Mechanised Hypersafety Proofs about Structured Data: Extended Version
Vladimir Gladshtein, Qiyuan Zhao, Willow Ahrens, Saman Amarasinghe, Ilya Sergey
TL;DR
This paper introduces LGTM, a Logic for Graceful Tensor Manipulation, a Hoare-style relational separation logic for hypersafety properties over structured data such as compressed and sparse tensor formats. LGTM supports parametrised hypersafety specifications whose arity can depend on program variables, enabling modular proofs of complex, loop-driven data-format manipulations; it is embedded in Coq with mechanised meta-theory and automated proof techniques. The authors demonstrate LGTM on 13 case studies, showing that relational proofs can be considerably shorter and more reusable than non-relational approaches, and provide empirical evidence of expressivity and automation benefits. The work offers a foundation for certifying domain-specific compilers for structured data and paves the way for automated, proof-producing verification of advanced data-format libraries.
Abstract
Arrays are a fundamental abstraction to represent collections of data. It is often possible to exploit structural properties of the data stored in an array (e.g., repetition or sparsity) to develop a specialised representation optimised for space efficiency.

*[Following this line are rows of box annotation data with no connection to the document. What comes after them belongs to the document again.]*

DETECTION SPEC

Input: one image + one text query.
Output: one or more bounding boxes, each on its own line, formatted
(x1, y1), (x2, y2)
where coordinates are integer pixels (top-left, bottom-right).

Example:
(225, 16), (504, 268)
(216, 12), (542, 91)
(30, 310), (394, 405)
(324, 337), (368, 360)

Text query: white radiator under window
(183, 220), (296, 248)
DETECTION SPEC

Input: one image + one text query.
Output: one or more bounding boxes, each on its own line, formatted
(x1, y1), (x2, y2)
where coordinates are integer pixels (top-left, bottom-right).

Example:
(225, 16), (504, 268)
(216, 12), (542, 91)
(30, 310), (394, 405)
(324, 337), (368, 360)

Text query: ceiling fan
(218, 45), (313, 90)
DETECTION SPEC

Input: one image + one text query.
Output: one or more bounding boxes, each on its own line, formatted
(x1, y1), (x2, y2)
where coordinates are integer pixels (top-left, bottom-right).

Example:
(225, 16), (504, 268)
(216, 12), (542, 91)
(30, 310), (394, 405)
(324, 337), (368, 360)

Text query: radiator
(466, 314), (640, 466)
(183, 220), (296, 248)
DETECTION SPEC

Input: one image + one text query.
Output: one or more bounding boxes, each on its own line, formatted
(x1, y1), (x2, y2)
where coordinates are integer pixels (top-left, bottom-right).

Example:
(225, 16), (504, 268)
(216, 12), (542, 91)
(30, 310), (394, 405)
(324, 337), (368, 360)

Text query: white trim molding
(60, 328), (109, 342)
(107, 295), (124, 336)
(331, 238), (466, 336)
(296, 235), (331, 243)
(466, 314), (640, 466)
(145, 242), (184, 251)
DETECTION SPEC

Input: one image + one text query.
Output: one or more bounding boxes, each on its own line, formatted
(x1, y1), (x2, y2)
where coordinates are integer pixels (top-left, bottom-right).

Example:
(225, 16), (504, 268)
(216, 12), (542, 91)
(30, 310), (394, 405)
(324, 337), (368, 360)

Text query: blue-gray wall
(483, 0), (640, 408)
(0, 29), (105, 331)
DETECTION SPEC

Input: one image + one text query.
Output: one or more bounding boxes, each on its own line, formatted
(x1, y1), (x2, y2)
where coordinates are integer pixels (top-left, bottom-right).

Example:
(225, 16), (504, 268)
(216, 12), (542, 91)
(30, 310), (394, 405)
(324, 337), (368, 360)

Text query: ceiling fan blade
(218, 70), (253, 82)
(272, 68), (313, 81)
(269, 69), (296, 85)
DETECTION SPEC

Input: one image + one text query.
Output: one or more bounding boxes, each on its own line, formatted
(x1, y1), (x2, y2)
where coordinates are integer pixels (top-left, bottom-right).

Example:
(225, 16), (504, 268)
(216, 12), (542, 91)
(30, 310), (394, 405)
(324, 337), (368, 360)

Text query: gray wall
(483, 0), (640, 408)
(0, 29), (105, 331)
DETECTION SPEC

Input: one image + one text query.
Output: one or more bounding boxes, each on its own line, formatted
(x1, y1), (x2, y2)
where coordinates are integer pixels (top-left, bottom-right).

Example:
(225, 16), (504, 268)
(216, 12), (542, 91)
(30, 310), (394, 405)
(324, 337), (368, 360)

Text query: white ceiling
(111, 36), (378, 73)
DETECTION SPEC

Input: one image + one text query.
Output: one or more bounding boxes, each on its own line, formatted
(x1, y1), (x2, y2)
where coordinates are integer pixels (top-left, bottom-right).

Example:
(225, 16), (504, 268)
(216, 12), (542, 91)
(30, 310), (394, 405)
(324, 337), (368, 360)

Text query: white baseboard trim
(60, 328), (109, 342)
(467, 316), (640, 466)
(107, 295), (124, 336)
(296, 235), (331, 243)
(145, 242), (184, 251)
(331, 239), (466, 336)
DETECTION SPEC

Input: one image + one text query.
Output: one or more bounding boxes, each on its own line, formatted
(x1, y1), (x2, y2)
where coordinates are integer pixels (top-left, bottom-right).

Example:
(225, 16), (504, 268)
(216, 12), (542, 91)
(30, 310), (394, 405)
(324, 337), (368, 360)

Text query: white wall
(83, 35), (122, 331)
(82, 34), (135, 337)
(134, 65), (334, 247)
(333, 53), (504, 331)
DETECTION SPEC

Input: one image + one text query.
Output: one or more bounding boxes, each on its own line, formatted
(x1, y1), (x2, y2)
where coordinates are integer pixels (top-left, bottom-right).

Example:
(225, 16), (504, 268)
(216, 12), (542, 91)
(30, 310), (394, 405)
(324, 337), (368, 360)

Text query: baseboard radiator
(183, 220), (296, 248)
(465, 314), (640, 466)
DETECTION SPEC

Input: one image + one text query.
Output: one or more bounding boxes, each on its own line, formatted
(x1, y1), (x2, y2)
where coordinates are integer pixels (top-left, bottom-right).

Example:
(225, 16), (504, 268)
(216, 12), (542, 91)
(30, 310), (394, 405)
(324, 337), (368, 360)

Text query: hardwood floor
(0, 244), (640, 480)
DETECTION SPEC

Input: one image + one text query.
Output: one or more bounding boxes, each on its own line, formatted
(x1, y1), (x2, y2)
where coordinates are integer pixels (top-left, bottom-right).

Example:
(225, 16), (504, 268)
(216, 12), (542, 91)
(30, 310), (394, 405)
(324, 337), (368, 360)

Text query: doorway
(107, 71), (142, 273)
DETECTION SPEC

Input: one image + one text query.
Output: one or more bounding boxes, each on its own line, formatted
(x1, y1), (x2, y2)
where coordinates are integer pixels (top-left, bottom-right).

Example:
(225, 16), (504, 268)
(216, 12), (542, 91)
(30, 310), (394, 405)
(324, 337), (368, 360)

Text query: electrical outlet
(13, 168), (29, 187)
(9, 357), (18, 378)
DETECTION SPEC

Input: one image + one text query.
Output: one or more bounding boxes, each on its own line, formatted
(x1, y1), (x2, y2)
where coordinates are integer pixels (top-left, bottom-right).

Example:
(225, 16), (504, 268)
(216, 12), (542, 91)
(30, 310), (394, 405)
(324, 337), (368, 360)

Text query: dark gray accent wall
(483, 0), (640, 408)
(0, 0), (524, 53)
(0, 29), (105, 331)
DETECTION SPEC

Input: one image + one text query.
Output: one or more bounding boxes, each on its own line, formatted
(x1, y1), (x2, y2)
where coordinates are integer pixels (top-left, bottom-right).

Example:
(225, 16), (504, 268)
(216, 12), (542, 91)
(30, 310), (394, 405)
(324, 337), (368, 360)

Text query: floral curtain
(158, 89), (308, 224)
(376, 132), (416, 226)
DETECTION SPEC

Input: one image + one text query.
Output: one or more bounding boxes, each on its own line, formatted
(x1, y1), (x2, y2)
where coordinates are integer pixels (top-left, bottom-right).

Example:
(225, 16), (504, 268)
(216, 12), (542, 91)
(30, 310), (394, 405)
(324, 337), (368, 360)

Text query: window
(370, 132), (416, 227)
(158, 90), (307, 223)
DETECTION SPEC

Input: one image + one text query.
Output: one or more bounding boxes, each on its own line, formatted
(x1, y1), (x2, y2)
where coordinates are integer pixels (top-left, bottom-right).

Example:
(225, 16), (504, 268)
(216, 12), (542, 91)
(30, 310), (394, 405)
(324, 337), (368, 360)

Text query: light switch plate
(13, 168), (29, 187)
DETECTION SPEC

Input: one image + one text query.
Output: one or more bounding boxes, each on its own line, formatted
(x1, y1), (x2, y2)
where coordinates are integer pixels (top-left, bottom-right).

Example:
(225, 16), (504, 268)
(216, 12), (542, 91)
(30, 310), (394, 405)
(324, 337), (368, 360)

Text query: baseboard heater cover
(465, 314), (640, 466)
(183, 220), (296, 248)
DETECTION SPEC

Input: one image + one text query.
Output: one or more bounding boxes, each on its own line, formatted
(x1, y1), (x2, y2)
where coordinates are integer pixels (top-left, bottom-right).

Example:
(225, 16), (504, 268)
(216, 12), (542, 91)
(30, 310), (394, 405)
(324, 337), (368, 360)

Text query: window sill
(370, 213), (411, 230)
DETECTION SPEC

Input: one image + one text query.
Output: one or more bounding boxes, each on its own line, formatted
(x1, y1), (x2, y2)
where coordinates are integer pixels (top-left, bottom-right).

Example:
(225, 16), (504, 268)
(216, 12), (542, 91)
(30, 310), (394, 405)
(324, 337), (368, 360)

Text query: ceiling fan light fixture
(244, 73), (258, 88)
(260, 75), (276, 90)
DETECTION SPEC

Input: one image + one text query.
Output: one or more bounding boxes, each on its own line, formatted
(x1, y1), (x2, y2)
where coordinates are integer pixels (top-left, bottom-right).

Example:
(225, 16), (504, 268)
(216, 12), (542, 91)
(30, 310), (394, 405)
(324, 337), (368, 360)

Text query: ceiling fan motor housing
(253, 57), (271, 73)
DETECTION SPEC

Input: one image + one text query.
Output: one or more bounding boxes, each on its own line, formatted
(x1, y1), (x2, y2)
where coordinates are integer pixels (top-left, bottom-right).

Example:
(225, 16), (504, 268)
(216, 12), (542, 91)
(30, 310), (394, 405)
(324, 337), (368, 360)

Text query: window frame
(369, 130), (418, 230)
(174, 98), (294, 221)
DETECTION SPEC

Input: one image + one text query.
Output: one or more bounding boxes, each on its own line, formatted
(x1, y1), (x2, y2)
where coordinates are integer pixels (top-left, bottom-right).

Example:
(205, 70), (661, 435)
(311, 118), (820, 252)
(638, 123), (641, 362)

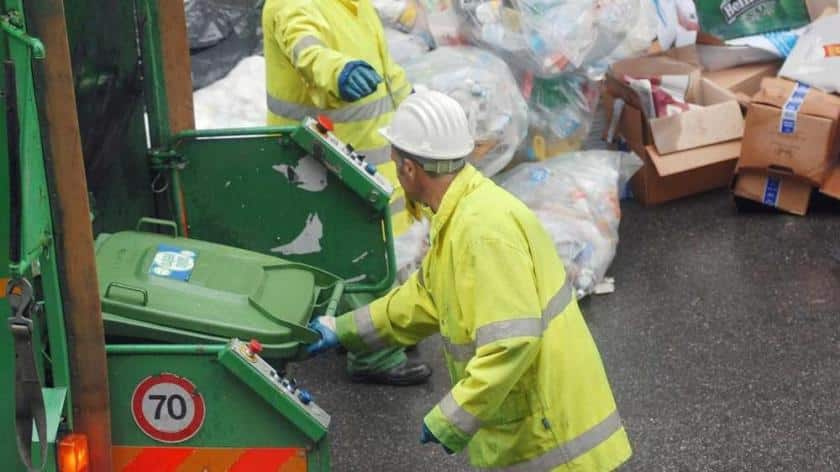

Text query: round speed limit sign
(131, 373), (204, 443)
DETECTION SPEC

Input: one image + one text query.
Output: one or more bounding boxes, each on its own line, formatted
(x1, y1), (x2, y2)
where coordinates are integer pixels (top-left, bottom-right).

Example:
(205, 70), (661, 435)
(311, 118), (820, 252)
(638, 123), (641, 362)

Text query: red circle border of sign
(131, 373), (204, 443)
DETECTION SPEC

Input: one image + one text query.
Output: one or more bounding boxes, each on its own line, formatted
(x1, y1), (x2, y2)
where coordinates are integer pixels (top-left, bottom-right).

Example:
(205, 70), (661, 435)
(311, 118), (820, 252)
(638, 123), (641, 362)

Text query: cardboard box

Formally reasoning about correctness of manipulations with such structured data is challenging, as they are often composed of multiple loops with non-trivial invariants. In this work, we observe that specifications for structured data manipulations can be phrased as hypersafety properties, i.e., predicates that relate traces of $k$ programs. To turn this observation into an effective verification methodology, we developed the Logic for Graceful Tensor Manipulation (LGTM), a new Hoare-style relational separation logic for specifying and verifying computations over structured data. The key enabling idea of LGTM is that of parametrised hypersafety specifications that allow the number $k$ of the program components to depend on the program variables. We implemented LGTM as a foundational embedding into Coq, mechanising its rules, meta-theory, and the proof of soundness. Furthermore, we developed a library of domain-specific tactics that automate computer-aided hypersafety reasoning, resulting in pleasantly short proof scripts that enjoy a high degree of reuse. We argue for the effectiveness of relational reasoning about structured data in LGTM by specifying and mechanically proving correctness of 13 case studies including computations on compressed arrays and efficient operations over multiple kinds of sparse tensors.